Ottawa's new face of working poor
CBC News features a two-income family debating bankruptcy, struggling public servants in temporary and contract work and the growing number of people who are using food banks.
Starting at 5 p.m. on CBC TV News, Judy Trinh looks at a new group of people who are working poor.
These are examples of a new group of Ottawa residents, mostly middle class, who are struggling to make ends meet and some who can't find enough work to pay the bills.
Credit counsellor Joel Grisé said Ottawa was able to thrive through the last recession.
But the federal public service job cuts that came from the 2012 budget have put a financial crunch on many families who used to have a more stable financial footing.
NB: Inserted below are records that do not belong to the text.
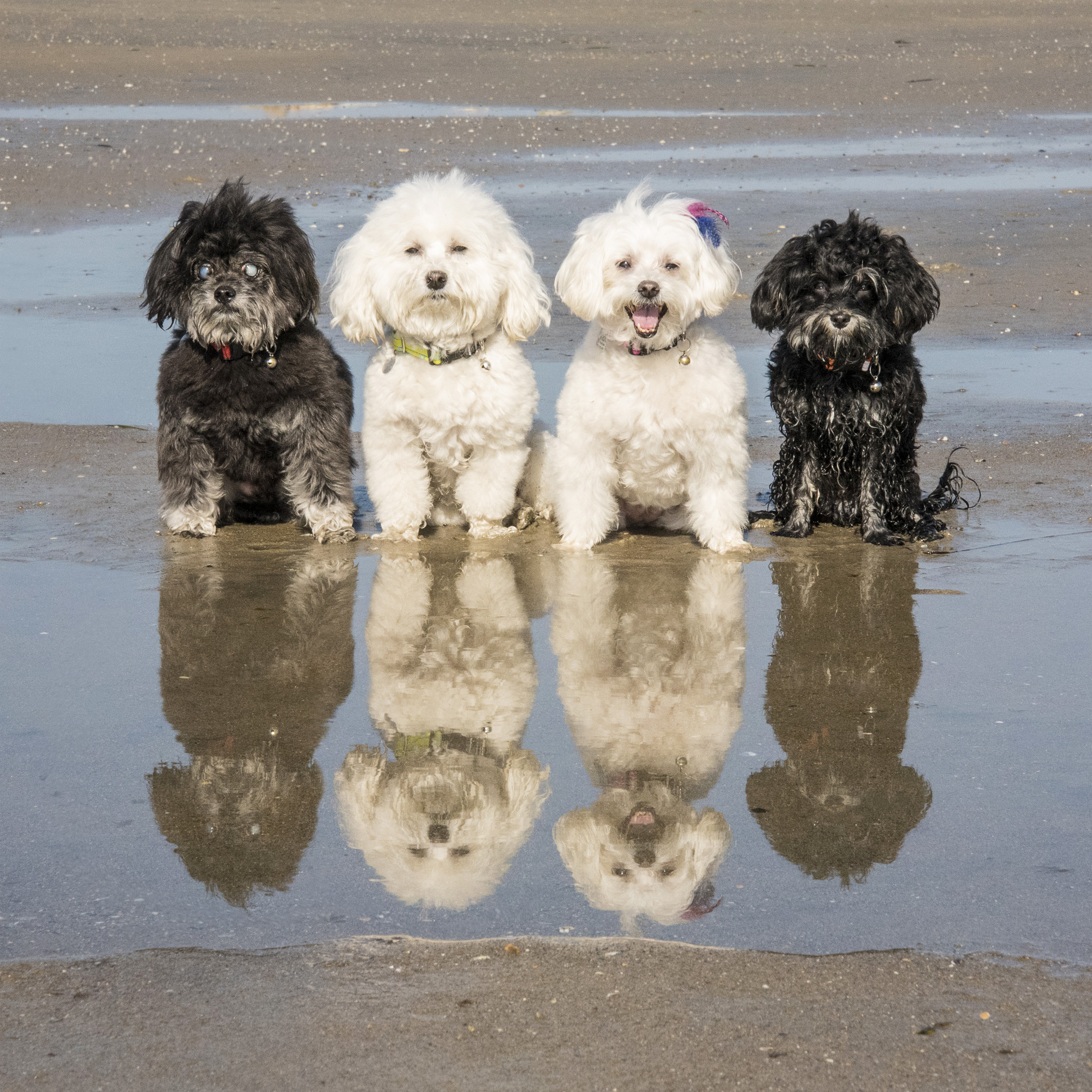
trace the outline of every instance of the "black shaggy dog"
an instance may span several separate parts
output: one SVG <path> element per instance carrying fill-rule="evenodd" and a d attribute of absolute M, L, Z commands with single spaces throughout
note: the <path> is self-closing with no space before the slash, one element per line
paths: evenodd
<path fill-rule="evenodd" d="M 913 335 L 936 318 L 937 284 L 899 235 L 851 212 L 790 239 L 762 270 L 751 319 L 780 330 L 770 402 L 785 439 L 773 466 L 774 534 L 860 525 L 868 543 L 938 537 L 959 467 L 922 497 L 916 437 L 925 406 Z"/>
<path fill-rule="evenodd" d="M 167 526 L 296 517 L 319 542 L 353 538 L 353 377 L 314 325 L 314 254 L 288 202 L 241 180 L 188 201 L 143 305 L 179 328 L 157 389 Z"/>

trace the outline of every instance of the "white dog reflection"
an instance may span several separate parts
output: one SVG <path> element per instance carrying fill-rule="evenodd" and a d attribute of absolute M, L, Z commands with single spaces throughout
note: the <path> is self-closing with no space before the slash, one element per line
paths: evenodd
<path fill-rule="evenodd" d="M 584 768 L 601 790 L 554 838 L 577 887 L 637 930 L 715 907 L 731 844 L 724 817 L 699 812 L 739 727 L 745 677 L 738 562 L 612 566 L 562 561 L 553 643 L 558 692 Z"/>
<path fill-rule="evenodd" d="M 342 833 L 403 902 L 465 910 L 549 795 L 520 747 L 538 679 L 512 562 L 384 557 L 366 640 L 383 746 L 335 774 Z"/>

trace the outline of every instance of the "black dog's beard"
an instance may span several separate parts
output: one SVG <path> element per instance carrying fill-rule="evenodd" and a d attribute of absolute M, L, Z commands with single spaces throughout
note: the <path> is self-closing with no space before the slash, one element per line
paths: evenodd
<path fill-rule="evenodd" d="M 286 304 L 275 295 L 239 293 L 226 307 L 194 289 L 186 332 L 199 345 L 240 345 L 248 353 L 272 348 L 277 335 L 296 323 Z"/>
<path fill-rule="evenodd" d="M 802 316 L 785 331 L 785 340 L 802 356 L 838 364 L 863 361 L 891 343 L 890 331 L 865 314 L 855 313 L 839 330 L 829 322 L 827 311 Z"/>

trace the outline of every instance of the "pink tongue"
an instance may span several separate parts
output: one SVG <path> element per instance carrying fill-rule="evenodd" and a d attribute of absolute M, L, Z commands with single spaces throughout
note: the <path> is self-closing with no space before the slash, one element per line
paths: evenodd
<path fill-rule="evenodd" d="M 637 327 L 642 334 L 654 333 L 656 327 L 660 325 L 660 305 L 645 304 L 642 307 L 634 307 L 633 325 Z"/>

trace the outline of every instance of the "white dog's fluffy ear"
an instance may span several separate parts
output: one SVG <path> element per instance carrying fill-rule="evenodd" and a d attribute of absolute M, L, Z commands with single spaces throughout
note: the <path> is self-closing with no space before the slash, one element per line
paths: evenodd
<path fill-rule="evenodd" d="M 554 290 L 577 318 L 591 322 L 603 309 L 603 234 L 600 216 L 589 216 L 577 228 L 569 253 L 554 278 Z"/>
<path fill-rule="evenodd" d="M 373 254 L 377 250 L 377 240 L 371 238 L 377 229 L 369 227 L 370 222 L 337 248 L 327 287 L 331 323 L 341 327 L 349 341 L 378 344 L 383 340 L 383 320 L 375 294 L 379 265 L 369 257 L 369 251 Z"/>
<path fill-rule="evenodd" d="M 697 224 L 695 234 L 698 234 Z M 739 266 L 732 260 L 727 242 L 711 247 L 701 239 L 695 274 L 695 293 L 701 309 L 707 314 L 720 314 L 739 287 Z"/>
<path fill-rule="evenodd" d="M 526 341 L 539 327 L 549 325 L 549 293 L 535 272 L 531 247 L 514 227 L 512 236 L 500 253 L 508 278 L 500 302 L 500 324 L 513 341 Z"/>

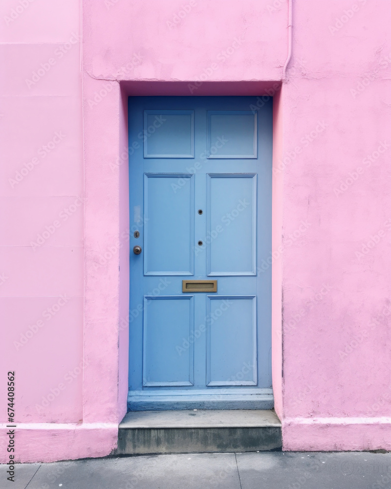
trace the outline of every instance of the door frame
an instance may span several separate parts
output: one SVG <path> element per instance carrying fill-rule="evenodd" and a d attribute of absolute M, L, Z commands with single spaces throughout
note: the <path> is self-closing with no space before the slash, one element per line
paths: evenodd
<path fill-rule="evenodd" d="M 262 97 L 273 97 L 272 248 L 277 250 L 282 250 L 282 172 L 278 167 L 283 151 L 284 87 L 280 80 L 191 82 L 87 79 L 84 90 L 87 94 L 101 92 L 103 98 L 96 106 L 85 104 L 84 348 L 87 363 L 83 378 L 83 419 L 86 422 L 102 419 L 115 422 L 120 421 L 127 412 L 128 394 L 129 155 L 132 150 L 128 148 L 128 97 L 252 95 L 259 97 L 260 106 Z M 100 136 L 92 130 L 97 123 L 102 129 L 106 128 Z M 102 162 L 97 172 L 97 161 Z M 107 198 L 102 199 L 103 192 Z M 272 270 L 272 386 L 275 409 L 281 418 L 282 260 L 271 259 L 269 265 Z M 103 338 L 106 338 L 104 348 Z M 97 386 L 101 405 L 106 406 L 104 413 L 102 410 L 97 411 Z"/>

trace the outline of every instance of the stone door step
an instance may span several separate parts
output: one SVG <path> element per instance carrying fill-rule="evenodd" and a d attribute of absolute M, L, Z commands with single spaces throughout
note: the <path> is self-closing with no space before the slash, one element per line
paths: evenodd
<path fill-rule="evenodd" d="M 119 425 L 113 454 L 276 450 L 282 445 L 274 411 L 133 411 Z"/>

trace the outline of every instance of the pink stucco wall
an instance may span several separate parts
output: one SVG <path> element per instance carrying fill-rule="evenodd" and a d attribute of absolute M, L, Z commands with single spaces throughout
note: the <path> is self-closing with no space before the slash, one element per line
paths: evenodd
<path fill-rule="evenodd" d="M 1 2 L 0 366 L 4 380 L 16 372 L 18 460 L 115 446 L 128 95 L 280 87 L 288 5 Z M 283 249 L 272 265 L 273 388 L 286 450 L 391 447 L 390 18 L 388 0 L 293 1 L 273 151 L 273 250 Z"/>

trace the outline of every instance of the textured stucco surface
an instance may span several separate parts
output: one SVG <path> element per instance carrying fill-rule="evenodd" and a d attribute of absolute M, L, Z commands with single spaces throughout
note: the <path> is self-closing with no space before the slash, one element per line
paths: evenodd
<path fill-rule="evenodd" d="M 190 3 L 0 7 L 0 365 L 28 423 L 20 460 L 107 454 L 126 411 L 128 94 L 265 95 L 282 78 L 287 1 L 180 17 Z M 293 3 L 271 250 L 284 449 L 390 449 L 391 10 Z"/>

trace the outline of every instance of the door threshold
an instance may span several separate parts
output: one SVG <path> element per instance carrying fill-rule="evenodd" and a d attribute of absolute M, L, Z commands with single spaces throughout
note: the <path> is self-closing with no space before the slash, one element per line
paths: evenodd
<path fill-rule="evenodd" d="M 215 392 L 190 391 L 130 391 L 128 411 L 186 409 L 269 410 L 274 406 L 272 389 L 232 389 Z"/>
<path fill-rule="evenodd" d="M 281 450 L 281 423 L 273 411 L 129 412 L 113 455 Z"/>

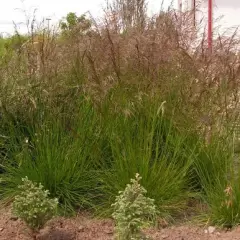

Also, temporary government workers who obtain employment through staffing agencies are being paid less.
The people who use the Ottawa Food Bank are also changing. Many new families are dipping into the charitable food sector to make ends meet.
The Ottawa Food Bank now serves about 48,000 people a month, with almost two of every five users being children.
There is an eight-per-cent increase in clients in 2012 with a spike expected in the winter months due to higher bills for such things as heat and hydro.
As for local bankruptcy statistics, the Ottawa-Gatineau region ranks fourth in the country behind Toronto, Vancouver and Montreal in terms of total bankruptcies as of July 1.
Joel Grisé, a manager at the non-profit group K3C Credit Counselling, also said his agency saw 600 bankruptcies last year and he believes that number is rising.
His office, which sees about 15 clients per day, currently has a weeklong wait list to book appointments for credit help.